'Vast majority' of Brits fail to take advice or guidance before retiring

Around 14 per cent of retired and semi-retired people aged over 55 took regulated advice before retiring, with the “vast majority” instead taking a DIY approach or undertaking no planning at all, research from Just Group has found.

The survey, undertaken by Opinium, revealed that 10 per cent of retirees aged 55 or over had taken advise from their own adviser, whilst 4 per cent saw an adviser arranged by their employer, and 4 per cent used the free Pension Wise guidance Service.

In contrast, four in ten (40 per cent) of retirees took a DIY approach, conducting their own review of their personal finances to assess their income and outgoings in retirement, although this was more prominent amongst men, with 51 per cent taking a DIY approach, compared to 27 per cent of women.

In addition to this, nearly a third (30 per cent) of people stated that they didn’t do any financial assessments before retiring, increasing to 51 per cent amongst those who retired when they started to receive their pension.

Furthermore, around one in eight (13 per cent) said that they had no time to plan because they were forced to retire, although there was a gender split, as this increased to 17 per cent amongst women, compared 10 per cent amongst men.

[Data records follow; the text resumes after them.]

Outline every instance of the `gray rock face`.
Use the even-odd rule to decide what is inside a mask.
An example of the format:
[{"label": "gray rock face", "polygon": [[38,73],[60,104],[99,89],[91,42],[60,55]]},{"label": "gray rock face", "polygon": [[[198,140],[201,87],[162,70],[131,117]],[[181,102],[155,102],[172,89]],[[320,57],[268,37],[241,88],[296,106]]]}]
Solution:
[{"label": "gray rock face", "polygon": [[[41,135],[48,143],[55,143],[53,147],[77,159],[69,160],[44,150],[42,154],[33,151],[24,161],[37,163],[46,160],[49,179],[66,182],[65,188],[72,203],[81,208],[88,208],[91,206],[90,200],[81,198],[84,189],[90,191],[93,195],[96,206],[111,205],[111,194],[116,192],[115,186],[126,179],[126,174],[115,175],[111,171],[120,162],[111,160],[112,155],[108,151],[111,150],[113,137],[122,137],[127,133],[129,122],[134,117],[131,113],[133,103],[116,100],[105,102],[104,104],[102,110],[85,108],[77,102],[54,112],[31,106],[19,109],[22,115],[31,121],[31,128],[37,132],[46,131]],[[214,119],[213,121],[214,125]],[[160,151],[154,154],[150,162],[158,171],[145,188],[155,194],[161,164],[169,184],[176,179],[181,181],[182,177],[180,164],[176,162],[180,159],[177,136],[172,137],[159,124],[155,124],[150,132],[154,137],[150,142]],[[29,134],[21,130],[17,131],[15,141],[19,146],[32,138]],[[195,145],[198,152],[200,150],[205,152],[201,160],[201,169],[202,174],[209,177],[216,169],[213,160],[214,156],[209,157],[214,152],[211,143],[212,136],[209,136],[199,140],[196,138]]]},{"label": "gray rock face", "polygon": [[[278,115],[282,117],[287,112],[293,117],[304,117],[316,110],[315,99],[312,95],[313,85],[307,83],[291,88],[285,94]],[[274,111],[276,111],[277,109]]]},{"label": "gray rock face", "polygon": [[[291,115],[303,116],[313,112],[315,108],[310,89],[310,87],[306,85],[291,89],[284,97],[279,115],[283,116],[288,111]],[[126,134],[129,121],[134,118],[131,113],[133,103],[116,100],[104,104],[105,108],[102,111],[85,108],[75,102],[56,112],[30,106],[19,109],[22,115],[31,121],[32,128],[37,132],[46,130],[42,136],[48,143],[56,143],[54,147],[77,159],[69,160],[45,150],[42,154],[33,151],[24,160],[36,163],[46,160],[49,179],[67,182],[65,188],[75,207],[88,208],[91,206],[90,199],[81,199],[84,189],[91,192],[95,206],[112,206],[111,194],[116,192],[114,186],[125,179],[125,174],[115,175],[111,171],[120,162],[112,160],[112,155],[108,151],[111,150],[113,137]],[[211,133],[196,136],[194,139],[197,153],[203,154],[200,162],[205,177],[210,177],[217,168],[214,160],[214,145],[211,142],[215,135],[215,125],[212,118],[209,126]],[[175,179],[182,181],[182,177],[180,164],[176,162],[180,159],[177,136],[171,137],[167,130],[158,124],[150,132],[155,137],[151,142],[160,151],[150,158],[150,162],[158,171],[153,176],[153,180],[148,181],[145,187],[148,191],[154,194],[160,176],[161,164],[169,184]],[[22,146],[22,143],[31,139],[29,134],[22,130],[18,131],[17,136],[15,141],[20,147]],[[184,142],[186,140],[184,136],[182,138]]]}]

Alongside gender differences, the research suggested that younger retirees were more likely to have planned their retirement than older age groups, as 18 per cent of retirees aged 55-64 saw a financial adviser and 51 per cent conducted their own financial review, compared to 12 per cent and 41 per cent, respectively, amongst 65-74 year olds.

More than double the number of people aged 65-74 also said they did not review their finances (31 per cent) compared to those aged 55-64 (15 per cent).

However, whilst a higher proportion of those aged 55-64 used Pension Wise, 9 per cent compared to 4 per cent amongst older retirees, Just Group noted that this was “still far below the government’s stated ambition to make it ‘the norm’”.

Commenting on the findings, Just Group group communications director, Stephen Lowe, said: “Stopping full-time work is a huge financial step and involves complex choices. Yet most people take a DIY approach and go it alone rather than engaging professional help.

“While not everybody will have access to an adviser or will want to pay for regulated advice, that doesn’t explain the very low number benefitting from the free guidance from Pension Wise which is available to all those aged 50+ with a defined contribution pension.

"State pension age still remains a key anchor point for giving up work. While early retirees are more likely to have made financial plans, those retiring at state pension age are more likely to say they didn’t plan, they just retired."

Lowe also highlighted the figures as demonstration of the scope for advice firms to broaden their offering to appeal to the army of ‘DIY’ retirees, as well as reinforcing the argument for automatically booking Pension Wise appointments for those aged 50.

“Our research shows that if a Pension Wise appointment was automatically booked, only 1-in-25 (4 per cent) of those aged 45+ with a defined contribution pension would opt out," he said.

“There is support from the industry, charities, Money and Pension Service and consumer groups for a pilot scheme to test the effectiveness of automatic booking which we believe offers the best measure strong enough to achieve the government’s objective of making Pension Wise use the ‘norm’ among people needing to make the best of their pension savings.”